Revision history for this message
Russell Sears (sears) wrote :

The toolbar button does not address this bug. It does not manage pages as a stack. I think it is based upon some web-browser user interface work that displayed the title of recently visited pages in a drop down list, based upon when the page was viewed. This is a reasonable way to present a browser history.

However, under evince, the drop down menu often displays page numbers, since pages in pdf files do not have titles. Worse, the list is presented in a mysterious order. Surely, any user interface that requires the user to remember which page or chapter contained a previously clicked link is broken.

Regardless of whether the current evince behavior is "better" than standard web browser interfaces (see upstream bug), gnome should standardize on a single browsing paradigm, and Nautilus provides a reasonable user interface. However, nautilus provides a breadcrumb bar, and it's not clear that a breadcrumb bar would be useful with evince; in practice, it would contain a bunch of page numbers or section headings.

The current situation introduces a non-standard set of navigation primitives, and still (after 4 years) does not support alt-left. Also, using the mouse to navigate backwards in this UI is awkward. In the best case, following a link backwards requires two mouse clicks.
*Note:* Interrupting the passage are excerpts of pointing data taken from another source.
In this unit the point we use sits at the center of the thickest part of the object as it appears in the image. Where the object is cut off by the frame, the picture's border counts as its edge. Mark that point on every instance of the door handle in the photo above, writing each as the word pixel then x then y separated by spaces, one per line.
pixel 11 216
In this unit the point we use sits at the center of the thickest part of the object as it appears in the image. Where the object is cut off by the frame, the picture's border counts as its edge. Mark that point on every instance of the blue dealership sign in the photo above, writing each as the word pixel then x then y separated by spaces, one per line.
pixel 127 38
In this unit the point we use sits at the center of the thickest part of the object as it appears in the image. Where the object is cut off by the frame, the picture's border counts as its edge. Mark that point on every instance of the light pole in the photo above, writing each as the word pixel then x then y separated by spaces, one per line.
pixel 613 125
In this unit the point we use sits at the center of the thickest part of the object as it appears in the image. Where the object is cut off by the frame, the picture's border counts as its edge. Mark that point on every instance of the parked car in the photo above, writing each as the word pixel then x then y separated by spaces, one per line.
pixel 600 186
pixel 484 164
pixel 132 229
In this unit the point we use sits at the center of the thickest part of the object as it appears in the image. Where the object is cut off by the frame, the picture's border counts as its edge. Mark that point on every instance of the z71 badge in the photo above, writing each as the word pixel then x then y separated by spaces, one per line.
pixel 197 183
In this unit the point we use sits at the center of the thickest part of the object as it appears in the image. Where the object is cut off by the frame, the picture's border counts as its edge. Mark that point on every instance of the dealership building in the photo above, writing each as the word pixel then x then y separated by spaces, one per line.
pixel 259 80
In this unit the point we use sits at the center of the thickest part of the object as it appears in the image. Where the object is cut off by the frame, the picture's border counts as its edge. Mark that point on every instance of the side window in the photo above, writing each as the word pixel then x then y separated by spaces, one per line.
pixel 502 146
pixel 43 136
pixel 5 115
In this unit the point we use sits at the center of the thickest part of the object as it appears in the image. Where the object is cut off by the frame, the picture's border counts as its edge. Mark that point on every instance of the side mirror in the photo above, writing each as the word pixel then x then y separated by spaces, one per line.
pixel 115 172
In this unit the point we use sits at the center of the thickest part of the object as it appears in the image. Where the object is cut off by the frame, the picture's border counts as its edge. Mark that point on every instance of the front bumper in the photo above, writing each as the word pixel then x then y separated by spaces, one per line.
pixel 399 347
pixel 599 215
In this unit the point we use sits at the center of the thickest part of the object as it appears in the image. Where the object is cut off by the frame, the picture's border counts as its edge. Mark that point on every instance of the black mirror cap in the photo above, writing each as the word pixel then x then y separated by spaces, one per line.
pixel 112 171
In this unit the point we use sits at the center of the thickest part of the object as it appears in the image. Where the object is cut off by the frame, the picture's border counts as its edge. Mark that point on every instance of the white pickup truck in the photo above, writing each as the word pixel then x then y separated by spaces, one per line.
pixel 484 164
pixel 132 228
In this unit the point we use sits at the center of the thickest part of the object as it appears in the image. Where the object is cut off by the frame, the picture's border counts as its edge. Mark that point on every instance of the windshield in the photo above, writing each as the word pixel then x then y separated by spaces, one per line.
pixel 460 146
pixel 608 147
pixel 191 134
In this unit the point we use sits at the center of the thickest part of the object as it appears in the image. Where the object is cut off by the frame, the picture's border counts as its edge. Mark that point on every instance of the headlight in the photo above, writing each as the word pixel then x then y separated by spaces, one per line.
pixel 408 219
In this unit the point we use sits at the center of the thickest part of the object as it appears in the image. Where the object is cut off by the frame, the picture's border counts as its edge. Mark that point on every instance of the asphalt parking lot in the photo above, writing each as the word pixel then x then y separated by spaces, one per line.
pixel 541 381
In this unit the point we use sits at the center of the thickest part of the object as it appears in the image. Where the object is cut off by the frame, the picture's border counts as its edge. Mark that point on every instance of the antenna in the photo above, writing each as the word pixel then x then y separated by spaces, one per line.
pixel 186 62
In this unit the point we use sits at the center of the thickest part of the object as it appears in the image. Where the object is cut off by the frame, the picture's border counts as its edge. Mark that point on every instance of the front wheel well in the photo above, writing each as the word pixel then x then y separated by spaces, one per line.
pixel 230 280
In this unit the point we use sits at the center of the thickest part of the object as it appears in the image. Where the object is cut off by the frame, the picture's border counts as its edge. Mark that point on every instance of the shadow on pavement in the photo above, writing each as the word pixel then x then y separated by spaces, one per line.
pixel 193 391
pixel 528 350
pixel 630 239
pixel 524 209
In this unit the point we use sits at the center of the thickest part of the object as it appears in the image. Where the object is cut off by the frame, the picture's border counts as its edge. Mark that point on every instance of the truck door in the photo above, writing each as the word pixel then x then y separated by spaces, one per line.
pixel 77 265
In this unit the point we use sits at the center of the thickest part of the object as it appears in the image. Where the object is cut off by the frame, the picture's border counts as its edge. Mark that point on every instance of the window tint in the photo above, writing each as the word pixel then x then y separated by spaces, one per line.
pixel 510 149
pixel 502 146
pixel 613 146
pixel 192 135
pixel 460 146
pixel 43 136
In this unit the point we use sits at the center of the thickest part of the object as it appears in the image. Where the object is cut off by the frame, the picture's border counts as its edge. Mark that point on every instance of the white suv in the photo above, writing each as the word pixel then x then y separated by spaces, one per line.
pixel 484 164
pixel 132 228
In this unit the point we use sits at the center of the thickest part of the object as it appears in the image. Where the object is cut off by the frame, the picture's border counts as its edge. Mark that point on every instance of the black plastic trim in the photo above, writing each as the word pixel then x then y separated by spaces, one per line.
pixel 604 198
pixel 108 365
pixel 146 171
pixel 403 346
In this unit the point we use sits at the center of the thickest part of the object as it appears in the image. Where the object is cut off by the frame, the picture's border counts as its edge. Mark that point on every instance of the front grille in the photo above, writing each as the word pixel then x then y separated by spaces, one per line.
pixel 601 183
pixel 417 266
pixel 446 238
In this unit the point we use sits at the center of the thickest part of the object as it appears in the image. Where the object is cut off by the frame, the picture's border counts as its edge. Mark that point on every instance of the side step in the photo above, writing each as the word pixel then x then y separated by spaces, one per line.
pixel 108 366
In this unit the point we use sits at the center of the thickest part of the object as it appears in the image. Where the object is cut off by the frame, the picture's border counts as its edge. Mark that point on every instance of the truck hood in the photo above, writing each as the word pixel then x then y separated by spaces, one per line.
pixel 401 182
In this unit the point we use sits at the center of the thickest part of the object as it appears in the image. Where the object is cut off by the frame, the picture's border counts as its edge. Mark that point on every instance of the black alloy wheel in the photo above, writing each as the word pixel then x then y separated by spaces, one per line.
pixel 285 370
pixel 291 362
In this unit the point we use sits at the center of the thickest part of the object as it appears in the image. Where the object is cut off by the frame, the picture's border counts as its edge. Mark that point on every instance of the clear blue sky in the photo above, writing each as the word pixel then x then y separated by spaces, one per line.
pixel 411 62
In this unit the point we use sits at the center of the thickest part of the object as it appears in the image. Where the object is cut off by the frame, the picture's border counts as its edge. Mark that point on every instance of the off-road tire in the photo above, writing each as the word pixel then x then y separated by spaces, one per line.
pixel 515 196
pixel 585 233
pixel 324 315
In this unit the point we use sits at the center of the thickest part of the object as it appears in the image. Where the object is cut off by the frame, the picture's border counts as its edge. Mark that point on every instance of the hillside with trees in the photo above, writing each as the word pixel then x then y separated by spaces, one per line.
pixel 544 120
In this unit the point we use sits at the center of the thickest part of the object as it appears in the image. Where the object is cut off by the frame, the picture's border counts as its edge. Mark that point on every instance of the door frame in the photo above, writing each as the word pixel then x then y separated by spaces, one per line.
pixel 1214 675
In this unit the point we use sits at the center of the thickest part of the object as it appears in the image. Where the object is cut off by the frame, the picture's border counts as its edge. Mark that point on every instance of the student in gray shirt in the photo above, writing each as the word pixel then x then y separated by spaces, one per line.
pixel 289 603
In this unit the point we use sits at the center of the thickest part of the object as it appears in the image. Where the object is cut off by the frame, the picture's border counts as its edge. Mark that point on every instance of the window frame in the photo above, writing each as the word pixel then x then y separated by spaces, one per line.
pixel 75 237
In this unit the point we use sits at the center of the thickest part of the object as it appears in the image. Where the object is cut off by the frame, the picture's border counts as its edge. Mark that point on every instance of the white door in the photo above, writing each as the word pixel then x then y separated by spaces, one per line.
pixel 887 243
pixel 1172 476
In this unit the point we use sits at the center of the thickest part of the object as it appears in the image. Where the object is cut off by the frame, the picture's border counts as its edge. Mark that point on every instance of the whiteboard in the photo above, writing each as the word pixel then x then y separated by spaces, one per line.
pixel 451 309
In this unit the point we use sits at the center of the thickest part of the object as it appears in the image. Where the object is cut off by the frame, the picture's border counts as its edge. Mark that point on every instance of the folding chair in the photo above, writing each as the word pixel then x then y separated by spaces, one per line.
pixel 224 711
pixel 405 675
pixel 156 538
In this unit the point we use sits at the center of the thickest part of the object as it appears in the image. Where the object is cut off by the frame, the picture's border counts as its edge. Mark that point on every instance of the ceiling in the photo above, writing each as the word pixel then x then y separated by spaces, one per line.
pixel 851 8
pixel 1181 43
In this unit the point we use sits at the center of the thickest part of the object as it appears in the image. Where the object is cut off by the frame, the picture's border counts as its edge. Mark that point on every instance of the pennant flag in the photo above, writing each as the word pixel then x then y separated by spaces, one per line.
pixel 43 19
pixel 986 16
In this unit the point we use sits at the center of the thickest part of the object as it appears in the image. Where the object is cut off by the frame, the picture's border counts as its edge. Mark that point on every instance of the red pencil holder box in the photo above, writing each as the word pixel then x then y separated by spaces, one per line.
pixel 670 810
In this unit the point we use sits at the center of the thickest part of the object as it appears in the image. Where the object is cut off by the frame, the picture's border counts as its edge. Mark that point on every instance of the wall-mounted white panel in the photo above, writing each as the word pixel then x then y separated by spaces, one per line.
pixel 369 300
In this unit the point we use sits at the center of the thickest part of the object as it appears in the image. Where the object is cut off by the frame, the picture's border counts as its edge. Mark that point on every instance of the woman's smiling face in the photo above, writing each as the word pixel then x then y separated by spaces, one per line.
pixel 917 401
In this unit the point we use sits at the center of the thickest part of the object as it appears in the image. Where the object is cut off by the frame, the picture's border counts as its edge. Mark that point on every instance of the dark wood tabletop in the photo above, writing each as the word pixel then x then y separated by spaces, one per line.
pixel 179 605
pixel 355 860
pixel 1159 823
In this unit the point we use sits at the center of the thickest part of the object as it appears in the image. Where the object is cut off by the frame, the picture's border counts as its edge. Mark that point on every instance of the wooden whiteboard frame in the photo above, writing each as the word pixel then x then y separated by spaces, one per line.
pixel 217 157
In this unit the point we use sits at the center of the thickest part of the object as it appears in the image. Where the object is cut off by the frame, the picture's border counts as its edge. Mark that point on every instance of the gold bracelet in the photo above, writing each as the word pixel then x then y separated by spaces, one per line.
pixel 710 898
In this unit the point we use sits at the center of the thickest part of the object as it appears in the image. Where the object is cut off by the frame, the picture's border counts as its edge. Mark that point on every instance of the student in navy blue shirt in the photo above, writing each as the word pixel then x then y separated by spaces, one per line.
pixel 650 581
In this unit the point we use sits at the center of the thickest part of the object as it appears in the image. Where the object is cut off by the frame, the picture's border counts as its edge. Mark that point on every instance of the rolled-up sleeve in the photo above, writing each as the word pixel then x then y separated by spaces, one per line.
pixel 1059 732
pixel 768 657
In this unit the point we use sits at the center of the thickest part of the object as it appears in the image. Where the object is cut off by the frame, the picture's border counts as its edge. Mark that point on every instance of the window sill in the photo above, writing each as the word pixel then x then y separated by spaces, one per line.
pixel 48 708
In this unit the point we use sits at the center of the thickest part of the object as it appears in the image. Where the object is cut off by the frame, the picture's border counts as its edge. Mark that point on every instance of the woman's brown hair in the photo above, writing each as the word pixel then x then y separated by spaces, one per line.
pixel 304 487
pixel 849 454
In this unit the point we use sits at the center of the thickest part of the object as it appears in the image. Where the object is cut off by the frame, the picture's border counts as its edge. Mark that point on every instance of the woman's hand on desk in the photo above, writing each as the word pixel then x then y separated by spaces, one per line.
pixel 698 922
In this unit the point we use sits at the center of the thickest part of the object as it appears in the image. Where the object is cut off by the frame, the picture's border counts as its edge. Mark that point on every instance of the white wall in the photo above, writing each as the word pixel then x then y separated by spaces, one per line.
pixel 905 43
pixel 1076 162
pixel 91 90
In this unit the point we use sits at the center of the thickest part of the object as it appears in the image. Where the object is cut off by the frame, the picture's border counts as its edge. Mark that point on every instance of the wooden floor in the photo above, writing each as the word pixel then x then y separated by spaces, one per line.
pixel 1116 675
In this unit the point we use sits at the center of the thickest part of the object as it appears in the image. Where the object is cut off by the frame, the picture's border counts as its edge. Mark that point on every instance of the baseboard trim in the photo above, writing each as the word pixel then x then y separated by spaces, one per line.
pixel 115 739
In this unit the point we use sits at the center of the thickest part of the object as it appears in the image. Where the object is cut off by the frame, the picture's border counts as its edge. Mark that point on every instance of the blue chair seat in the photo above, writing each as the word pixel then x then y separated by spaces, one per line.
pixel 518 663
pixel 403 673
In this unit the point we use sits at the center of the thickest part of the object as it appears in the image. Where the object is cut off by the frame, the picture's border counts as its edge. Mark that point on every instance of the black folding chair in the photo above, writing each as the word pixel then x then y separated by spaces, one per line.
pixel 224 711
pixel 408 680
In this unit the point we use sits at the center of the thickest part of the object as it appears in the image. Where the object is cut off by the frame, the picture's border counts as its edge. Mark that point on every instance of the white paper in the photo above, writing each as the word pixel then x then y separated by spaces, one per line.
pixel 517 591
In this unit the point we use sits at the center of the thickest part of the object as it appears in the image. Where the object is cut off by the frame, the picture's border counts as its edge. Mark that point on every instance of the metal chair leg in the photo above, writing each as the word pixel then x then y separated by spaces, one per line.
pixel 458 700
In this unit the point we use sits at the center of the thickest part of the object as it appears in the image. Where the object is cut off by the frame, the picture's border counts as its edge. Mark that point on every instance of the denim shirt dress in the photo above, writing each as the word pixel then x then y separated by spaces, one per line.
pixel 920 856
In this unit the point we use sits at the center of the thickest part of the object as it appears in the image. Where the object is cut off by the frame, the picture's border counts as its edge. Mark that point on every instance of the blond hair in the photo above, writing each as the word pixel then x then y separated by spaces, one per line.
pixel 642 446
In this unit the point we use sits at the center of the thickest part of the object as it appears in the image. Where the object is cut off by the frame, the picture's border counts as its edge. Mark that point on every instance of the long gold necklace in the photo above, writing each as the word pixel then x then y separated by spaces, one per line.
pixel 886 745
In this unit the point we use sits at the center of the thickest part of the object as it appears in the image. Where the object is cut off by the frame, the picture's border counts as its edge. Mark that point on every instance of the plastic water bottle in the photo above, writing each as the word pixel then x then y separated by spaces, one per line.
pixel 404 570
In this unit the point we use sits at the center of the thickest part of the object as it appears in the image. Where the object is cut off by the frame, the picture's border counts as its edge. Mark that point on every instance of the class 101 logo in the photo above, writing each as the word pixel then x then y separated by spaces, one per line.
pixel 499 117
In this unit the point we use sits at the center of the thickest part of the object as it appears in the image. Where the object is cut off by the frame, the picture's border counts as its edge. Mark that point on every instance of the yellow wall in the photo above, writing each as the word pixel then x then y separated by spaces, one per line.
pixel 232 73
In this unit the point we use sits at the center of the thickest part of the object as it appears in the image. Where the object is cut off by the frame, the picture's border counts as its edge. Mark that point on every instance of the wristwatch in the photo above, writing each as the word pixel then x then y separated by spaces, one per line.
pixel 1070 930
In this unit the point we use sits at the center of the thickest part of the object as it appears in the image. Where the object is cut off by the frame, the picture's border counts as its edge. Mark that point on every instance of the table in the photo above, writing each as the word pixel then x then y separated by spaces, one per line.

However, after you have clicked a few links, you have to search for the link (page number) you want in an apparently randomized list.

There was some debate over the correct semantics for a back button upstream a few years ago. Xpdf only pushes things onto the stack when links are clicked; it does exactly what a web browser does. This seems like the right approach. Also, the debate over web browser back button user interfaces has evolved a bit since this bug was filed. Perhaps the current 'back' toolbar button could be replaced with one that clones firefox's interface.